O happiness! To see an iris.
The color of indigo, as Ella’s skin was once, and the delicate scent was like that of her skin.
O what a mumbling to describe an iris that was blooming when Ella did not exist, nor all our kingdoms, nor all our desmesnes!
2.
GUSTAV KLIMT (1883–1918)
Judith I (detail)
OESTERREICHISCHE GALERIE
O lips half opened, eyes half closed, the rosy nipple of your unveiled nakedness, Judith!
And they, rushing forward in an attack with your image preserved in their memories, torn apart by bursts of artillery shells, falling down into pits, into putrefaction.

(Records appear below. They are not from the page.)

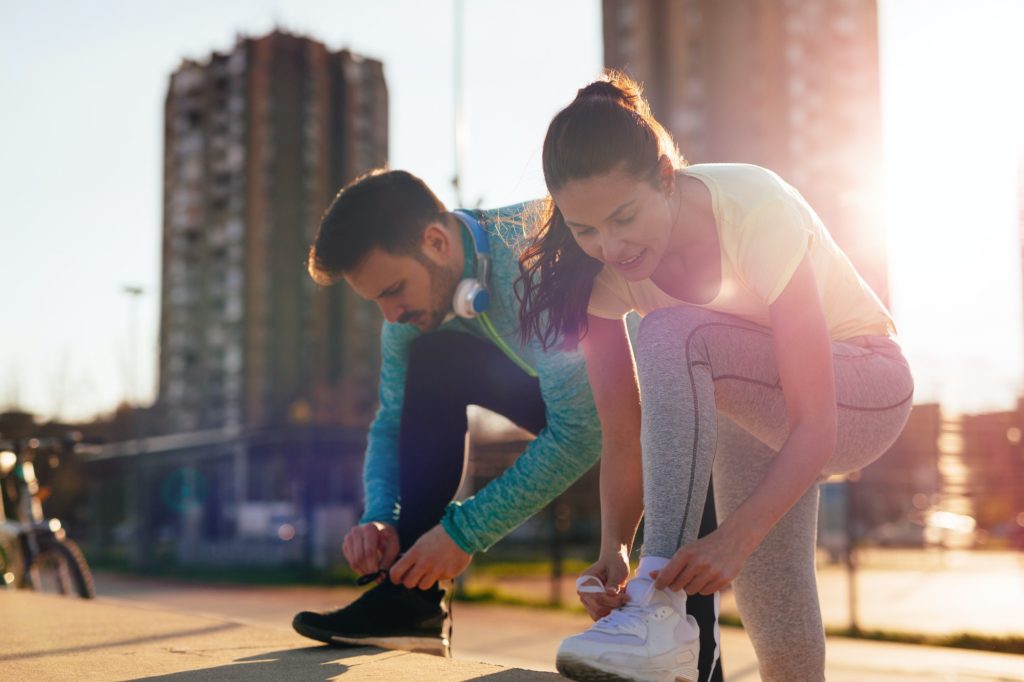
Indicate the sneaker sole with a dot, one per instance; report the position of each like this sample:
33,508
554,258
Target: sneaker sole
585,671
432,645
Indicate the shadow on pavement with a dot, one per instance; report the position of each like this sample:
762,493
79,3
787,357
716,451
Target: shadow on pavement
322,663
314,663
122,642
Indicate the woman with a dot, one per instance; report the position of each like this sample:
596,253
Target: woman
751,312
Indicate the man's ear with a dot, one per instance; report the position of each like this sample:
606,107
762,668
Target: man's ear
436,244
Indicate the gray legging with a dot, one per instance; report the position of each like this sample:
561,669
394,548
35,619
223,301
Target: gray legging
695,366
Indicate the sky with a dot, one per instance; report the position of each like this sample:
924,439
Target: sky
81,144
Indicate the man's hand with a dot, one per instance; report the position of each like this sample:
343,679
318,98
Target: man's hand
433,557
371,547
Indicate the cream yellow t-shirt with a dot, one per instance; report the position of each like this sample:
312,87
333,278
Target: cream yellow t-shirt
764,229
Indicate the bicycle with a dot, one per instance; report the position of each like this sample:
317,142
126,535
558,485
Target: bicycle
36,552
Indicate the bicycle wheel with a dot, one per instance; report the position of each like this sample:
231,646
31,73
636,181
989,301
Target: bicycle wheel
60,567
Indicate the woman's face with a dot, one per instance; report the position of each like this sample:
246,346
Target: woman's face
619,220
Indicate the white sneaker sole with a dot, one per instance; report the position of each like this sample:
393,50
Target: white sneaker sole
586,670
431,645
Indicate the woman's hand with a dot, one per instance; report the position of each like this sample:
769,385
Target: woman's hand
612,569
705,566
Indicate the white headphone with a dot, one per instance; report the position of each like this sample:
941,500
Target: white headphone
471,296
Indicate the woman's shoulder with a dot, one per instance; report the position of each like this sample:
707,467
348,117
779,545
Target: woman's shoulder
743,186
734,176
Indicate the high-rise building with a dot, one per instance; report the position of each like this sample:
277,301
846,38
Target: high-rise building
788,84
257,141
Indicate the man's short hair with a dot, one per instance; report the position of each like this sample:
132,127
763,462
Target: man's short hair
381,209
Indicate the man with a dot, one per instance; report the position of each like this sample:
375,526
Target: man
395,244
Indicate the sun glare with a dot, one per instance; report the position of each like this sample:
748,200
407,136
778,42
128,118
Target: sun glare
952,115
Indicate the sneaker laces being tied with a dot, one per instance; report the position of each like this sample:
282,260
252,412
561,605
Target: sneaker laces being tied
628,619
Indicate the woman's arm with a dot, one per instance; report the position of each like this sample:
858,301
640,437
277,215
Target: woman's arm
803,352
612,378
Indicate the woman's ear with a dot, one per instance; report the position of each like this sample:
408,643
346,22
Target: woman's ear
667,175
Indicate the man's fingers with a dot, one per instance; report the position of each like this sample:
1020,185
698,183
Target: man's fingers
398,570
389,550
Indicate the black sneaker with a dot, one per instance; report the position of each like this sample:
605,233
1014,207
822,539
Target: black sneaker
388,615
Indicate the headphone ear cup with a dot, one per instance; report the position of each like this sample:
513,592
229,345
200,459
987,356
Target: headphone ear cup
470,298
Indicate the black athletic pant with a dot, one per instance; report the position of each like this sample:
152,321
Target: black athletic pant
449,371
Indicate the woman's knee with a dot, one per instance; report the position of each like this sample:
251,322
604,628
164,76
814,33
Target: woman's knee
664,335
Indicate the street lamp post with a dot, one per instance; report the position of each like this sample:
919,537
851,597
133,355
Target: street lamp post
131,390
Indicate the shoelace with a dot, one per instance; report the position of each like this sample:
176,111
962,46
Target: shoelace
628,619
370,578
449,596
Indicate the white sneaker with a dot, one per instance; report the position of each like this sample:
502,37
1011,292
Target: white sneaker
649,639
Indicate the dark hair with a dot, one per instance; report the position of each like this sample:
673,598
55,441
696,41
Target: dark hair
607,126
381,209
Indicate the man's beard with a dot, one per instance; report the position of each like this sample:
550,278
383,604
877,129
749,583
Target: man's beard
442,283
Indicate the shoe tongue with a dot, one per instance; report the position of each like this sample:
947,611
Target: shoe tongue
638,589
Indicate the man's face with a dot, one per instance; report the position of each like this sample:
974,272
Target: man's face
410,291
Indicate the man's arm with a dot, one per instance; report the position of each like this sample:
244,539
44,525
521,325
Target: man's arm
380,468
560,454
373,544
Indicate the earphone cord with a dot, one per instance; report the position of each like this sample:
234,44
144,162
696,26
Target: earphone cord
512,355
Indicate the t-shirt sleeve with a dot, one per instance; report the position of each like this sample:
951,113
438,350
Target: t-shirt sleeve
772,242
609,297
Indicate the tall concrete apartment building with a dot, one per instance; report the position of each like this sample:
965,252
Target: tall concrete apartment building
788,84
257,141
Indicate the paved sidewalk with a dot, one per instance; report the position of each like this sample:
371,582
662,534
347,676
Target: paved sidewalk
72,639
51,638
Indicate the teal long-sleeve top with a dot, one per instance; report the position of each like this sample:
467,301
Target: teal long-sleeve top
562,451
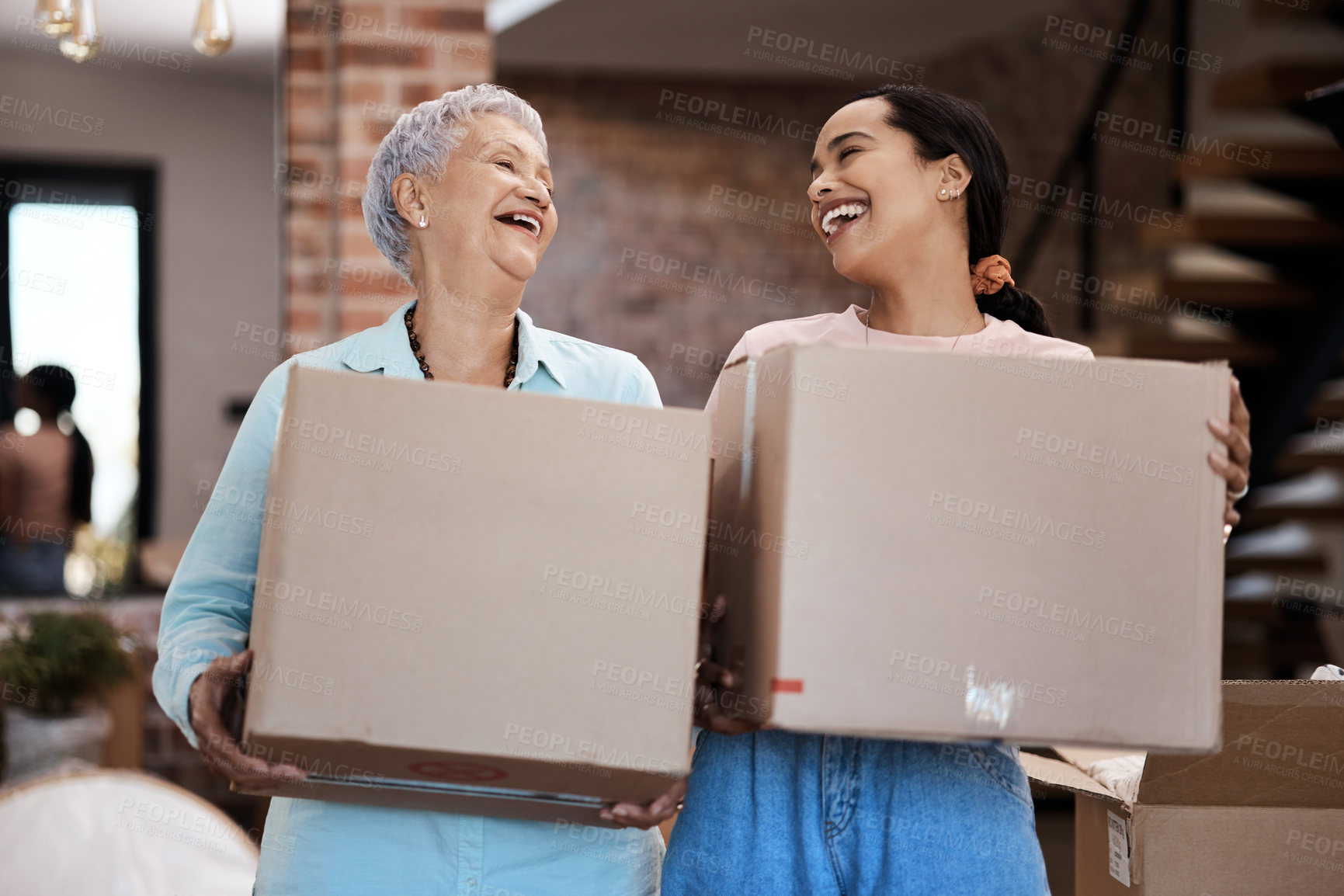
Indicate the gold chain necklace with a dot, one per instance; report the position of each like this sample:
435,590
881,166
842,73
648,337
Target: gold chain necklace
419,355
867,320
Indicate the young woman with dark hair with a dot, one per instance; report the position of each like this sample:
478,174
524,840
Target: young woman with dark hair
46,485
910,194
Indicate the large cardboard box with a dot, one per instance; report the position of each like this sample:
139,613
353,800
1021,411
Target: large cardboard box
476,601
934,546
1262,816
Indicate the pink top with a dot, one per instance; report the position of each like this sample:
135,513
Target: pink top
1002,338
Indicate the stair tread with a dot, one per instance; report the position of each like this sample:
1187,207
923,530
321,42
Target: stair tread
1274,84
1281,161
1238,292
1250,230
1238,353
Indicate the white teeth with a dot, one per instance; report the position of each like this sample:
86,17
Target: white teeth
849,210
531,222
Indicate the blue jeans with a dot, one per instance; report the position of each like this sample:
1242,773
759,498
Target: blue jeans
776,811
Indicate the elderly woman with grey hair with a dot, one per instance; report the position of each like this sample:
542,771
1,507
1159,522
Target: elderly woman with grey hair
460,202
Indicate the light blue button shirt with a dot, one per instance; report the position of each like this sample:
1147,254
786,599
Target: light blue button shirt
314,846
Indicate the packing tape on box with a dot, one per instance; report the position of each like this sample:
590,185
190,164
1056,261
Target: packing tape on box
988,701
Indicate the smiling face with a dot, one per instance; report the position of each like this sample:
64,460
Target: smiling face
874,200
489,207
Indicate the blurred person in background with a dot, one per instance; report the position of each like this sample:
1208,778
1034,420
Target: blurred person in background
910,195
460,200
46,485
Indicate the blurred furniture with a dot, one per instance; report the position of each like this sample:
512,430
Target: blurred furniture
99,832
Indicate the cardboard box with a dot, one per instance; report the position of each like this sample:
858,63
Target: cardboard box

O the massive gold of your brocade, of your necklace with its rows of precious stones, Judith, for such a farewell.
3.
SALVATOR ROSA (1615–1673)
A Landscape with Figures
YALE UNIVERSITY MUSEUM
O the quiet of water under the rocks, and the yellow silence of the afternoon, and flat white clouds reflected!
Figures in the foreground dressing themselves after bathing, figures on the other shore tiny, and in their activities mysterious.
O most ordinary, taken from dailiness and elevated to a place like this earth and not like this earth!
4.
EDWARD HOPPER (1882–1967)
A Hotel Room
THYSSEN-BORNEMISZA COLLECTION, LUGANO
O what sadness unaware that it’s sadness!
What despair that doesn’t know it’s despair!
A business woman, her unpacked suitcase on the floor, sits on a bed half undressed, in red underwear, her hair impeccable; she has a piece of paper in her hand, probably with numbers.
Who are you? Nobody will ask. She doesn’t know either.